The new product's in large part the design of Peter Esmond, the startup's head of restaurant product and former CEO of a startup Reserve acquired last year called Set For Service. For Esmond, a key feature of the new-look Reserve is that it allows restaurants to keep track of customers who visit multiple locations of the same restaurant group, keeping a knowledge of allergies, birthdays and similar, little touches that can greatly improve experience.

But while both executives say that Reserve's envisioned this more comprehensive—and Open Table like user experience and pricing—all along, since Hong cofounded the company with chairman Joe Marchese, it's unclear that Reserve's initial app ever gained sustainable traction. The app has been out of the top 1,000 general apps on the iOS App Store for months, and has remained in the middle of the pack in the top 250 apps in the food and drink category, according to data from App Annie. While Reserve has raised $17.3 million to fuel its growth, the company's 500 restaurants in system represents 1.4% of the reach of OpenTable's 36,000. Then there are a host of other startups looking to tackle the dining category.

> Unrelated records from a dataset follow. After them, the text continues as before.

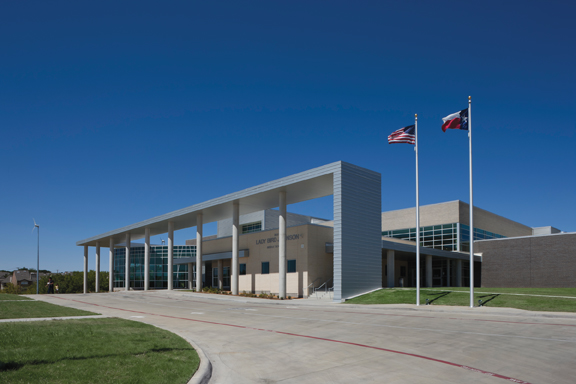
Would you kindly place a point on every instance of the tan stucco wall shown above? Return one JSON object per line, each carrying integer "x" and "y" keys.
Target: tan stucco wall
{"x": 305, "y": 244}
{"x": 443, "y": 213}
{"x": 453, "y": 212}
{"x": 492, "y": 222}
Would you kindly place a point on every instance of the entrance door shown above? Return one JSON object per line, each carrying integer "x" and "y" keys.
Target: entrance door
{"x": 437, "y": 277}
{"x": 215, "y": 277}
{"x": 226, "y": 278}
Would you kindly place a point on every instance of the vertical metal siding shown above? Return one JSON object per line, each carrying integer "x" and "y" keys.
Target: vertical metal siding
{"x": 357, "y": 231}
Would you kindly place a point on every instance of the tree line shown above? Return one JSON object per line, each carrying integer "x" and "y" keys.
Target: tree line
{"x": 69, "y": 282}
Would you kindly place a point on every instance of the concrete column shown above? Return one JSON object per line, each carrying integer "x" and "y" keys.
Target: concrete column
{"x": 428, "y": 270}
{"x": 199, "y": 231}
{"x": 170, "y": 255}
{"x": 85, "y": 269}
{"x": 97, "y": 282}
{"x": 458, "y": 273}
{"x": 391, "y": 268}
{"x": 235, "y": 246}
{"x": 127, "y": 266}
{"x": 282, "y": 245}
{"x": 190, "y": 275}
{"x": 146, "y": 258}
{"x": 220, "y": 274}
{"x": 111, "y": 266}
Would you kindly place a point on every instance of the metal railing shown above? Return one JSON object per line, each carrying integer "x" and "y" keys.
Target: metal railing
{"x": 311, "y": 285}
{"x": 325, "y": 286}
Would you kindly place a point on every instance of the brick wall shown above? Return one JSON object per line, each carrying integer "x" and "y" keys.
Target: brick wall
{"x": 537, "y": 261}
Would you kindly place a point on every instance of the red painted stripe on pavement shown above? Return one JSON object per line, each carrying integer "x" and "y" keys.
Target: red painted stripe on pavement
{"x": 379, "y": 314}
{"x": 315, "y": 338}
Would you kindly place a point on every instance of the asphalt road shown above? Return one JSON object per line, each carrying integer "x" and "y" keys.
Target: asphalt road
{"x": 309, "y": 341}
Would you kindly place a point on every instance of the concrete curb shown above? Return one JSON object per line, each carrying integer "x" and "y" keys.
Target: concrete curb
{"x": 204, "y": 372}
{"x": 53, "y": 318}
{"x": 495, "y": 311}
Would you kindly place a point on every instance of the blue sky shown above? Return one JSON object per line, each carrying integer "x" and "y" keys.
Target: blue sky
{"x": 115, "y": 112}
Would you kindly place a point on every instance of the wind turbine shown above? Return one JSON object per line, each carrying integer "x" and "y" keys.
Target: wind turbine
{"x": 37, "y": 257}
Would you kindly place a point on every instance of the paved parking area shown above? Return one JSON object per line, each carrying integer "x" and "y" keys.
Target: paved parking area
{"x": 307, "y": 341}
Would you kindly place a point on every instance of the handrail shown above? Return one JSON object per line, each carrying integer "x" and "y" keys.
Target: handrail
{"x": 312, "y": 285}
{"x": 325, "y": 285}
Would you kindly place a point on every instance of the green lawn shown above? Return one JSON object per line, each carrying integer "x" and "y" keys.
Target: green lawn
{"x": 11, "y": 297}
{"x": 21, "y": 309}
{"x": 491, "y": 297}
{"x": 107, "y": 350}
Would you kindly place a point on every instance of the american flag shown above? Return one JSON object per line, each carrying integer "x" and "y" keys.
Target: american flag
{"x": 403, "y": 135}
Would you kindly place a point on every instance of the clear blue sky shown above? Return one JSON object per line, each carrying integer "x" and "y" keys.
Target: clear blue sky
{"x": 113, "y": 112}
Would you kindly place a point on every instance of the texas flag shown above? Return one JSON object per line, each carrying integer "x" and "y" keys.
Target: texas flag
{"x": 458, "y": 120}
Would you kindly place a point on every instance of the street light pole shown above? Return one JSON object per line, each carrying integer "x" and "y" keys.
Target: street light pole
{"x": 37, "y": 258}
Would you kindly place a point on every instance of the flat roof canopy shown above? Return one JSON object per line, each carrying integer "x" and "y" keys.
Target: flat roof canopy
{"x": 308, "y": 185}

Reserve says that its app store rankings are more the result of a deliberate city-launch strategy that's seen it grow from four initial cities with New York, Boston, Los Angeles and San Francisco to add Philadelphia, Chicago and Washington D.C. in recent months. Reserve is also cheaper than OpenTable, which charges $0.25 per diner for reservations made on a restaurant's site, $1 for bookings made on OpenTable and a monthly subscription bundle of typically $249. Esmond says Reserve is scoring customers with restaurants that never signed up for OpenTable because of those prices, as well as taking some customers directly from the company acquired by Priceline for $2.6 billion in 2014.

Restaurants may grumble about OpenTable, but many still use the system because of its scale. Reserve's new tools may prove a salve for OpenTable's user experience and added charges, but only if it can drive enough traffic that restaurants put people into seats at a comparable rate.

It's a new look for Reserve that focuses less on the white glove diner treatment of the diner, more on hand-holding frazzled restaurant staff. But Hong and Esmond appear confident they can pull off that repositioning, starting by denying there's any repositioning happening at all. "I think this has always been part of the path that we've been on," says Hong. "It was just timing to have more resources. The whole technology stack is something we are excited to innovate."